CeO2 nanodots embedded in a porous silica matrix as an active yet durable catalyst for HCl oxidation

Abstract

A unique architecture of CeO₂ nanodots embedded in a porous SiO₂ matrix (CeO₂@SiO₂) was successfully fabricated by a spontaneous deposition strategy and evaluated in the recycling of Cl₂ from HCl oxidation. The nano-sized CeO₂ particles with a narrow size distribution (2–4 nm) were uniformly dispersed in the amorphous SiO₂ matrix. Based on the characterizations from various techniques, including XRD, SEM/(HR)TEM, H₂-TPR, Raman, and XPS, it was revealed that the CeO₂ nanodots in the SiO₂ matrix exhibited a significant “size effect”, with characteristics such as a considerably high concentration of Ce³⁺, a high fraction of oxygen vancant sites, and a notably enhanced oxygen reducibility, which all affect oxygen activation and surface Cl desorption. The current CeO₂@SiO₂ catalyst shows superior activity (1.60 g_Cl2 g_cat⁻¹ h⁻¹) and good durability (an on-stream time of 100 h at 703 K).

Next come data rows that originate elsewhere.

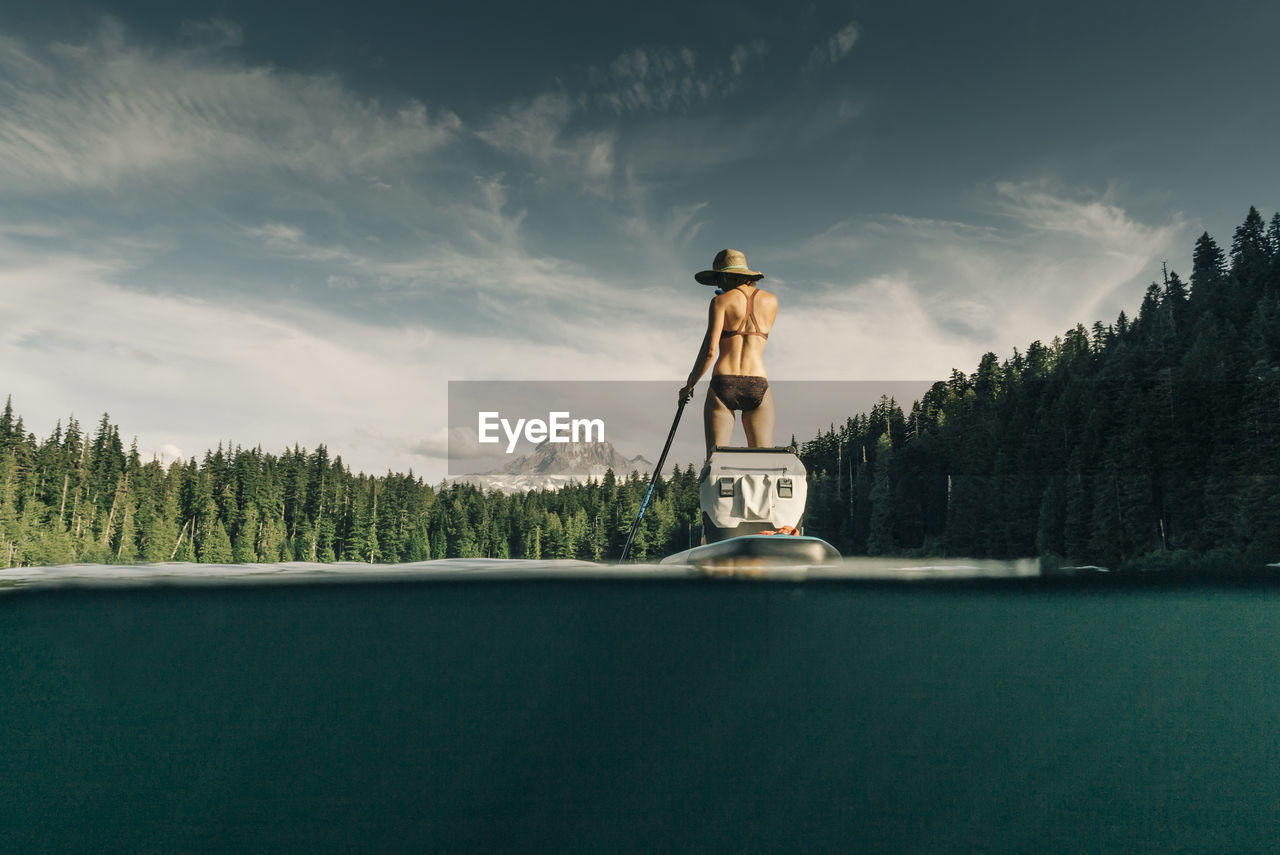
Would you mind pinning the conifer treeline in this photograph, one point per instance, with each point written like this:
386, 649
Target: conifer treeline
1152, 437
1156, 437
76, 498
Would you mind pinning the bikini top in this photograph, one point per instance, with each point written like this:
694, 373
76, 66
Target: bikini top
750, 315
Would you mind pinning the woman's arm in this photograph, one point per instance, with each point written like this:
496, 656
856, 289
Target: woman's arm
707, 352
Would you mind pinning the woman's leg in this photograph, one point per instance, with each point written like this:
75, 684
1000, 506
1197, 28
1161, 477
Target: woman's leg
717, 421
759, 423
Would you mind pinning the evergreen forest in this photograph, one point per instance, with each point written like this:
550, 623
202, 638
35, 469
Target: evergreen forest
1152, 442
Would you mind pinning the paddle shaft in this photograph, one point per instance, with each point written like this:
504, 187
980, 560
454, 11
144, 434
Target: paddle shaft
657, 471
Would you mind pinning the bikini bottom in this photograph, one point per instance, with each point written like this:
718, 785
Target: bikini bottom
740, 392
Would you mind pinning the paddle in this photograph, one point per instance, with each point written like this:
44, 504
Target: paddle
657, 471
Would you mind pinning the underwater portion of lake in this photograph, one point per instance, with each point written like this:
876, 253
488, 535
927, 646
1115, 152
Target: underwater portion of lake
568, 707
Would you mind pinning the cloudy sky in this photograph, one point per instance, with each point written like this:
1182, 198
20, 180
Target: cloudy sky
296, 223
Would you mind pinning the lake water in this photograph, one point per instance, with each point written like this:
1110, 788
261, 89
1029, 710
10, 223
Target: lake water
566, 707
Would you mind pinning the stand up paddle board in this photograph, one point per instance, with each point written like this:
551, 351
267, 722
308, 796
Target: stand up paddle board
748, 492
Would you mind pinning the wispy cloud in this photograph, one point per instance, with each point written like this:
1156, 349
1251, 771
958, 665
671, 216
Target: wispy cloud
214, 32
659, 79
96, 114
836, 47
1050, 260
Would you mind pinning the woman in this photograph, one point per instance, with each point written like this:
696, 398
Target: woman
737, 328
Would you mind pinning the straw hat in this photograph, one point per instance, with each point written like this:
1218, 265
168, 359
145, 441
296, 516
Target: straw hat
727, 261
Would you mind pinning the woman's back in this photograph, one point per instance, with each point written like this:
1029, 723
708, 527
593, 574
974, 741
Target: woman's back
749, 314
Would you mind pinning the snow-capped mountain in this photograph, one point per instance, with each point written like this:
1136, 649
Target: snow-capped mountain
553, 465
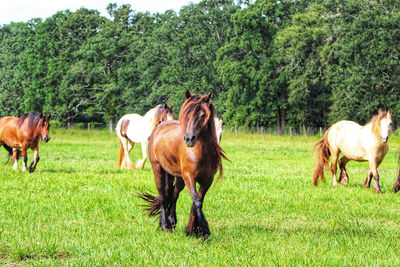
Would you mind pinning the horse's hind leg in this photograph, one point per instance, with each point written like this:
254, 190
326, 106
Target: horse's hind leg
373, 165
396, 185
198, 224
161, 184
24, 159
15, 158
367, 182
343, 178
140, 162
35, 160
334, 167
179, 185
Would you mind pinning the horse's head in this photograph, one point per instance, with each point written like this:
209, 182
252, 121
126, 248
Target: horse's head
385, 123
196, 115
44, 127
164, 113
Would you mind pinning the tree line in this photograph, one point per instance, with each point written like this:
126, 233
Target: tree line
269, 63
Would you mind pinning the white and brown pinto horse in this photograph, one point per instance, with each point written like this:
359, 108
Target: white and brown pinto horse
133, 128
355, 142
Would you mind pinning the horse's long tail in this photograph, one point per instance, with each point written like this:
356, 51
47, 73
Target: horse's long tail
153, 205
9, 149
121, 153
323, 154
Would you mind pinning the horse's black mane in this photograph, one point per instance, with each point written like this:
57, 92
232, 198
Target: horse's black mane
33, 117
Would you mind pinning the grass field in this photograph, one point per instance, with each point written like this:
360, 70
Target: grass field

The isolation of fine CeO₂ nanodots by the SiO₂ matrix is a key factor in the inhibition of sintering of CeO₂ entities. Kinetic measurements indicate that catalytic activity is more dependent on the O₂ partial pressure than that of HCl, suggesting that enhancement in oxygen adsorption and surface Cl desorption is crucial for improving the catalytic activity.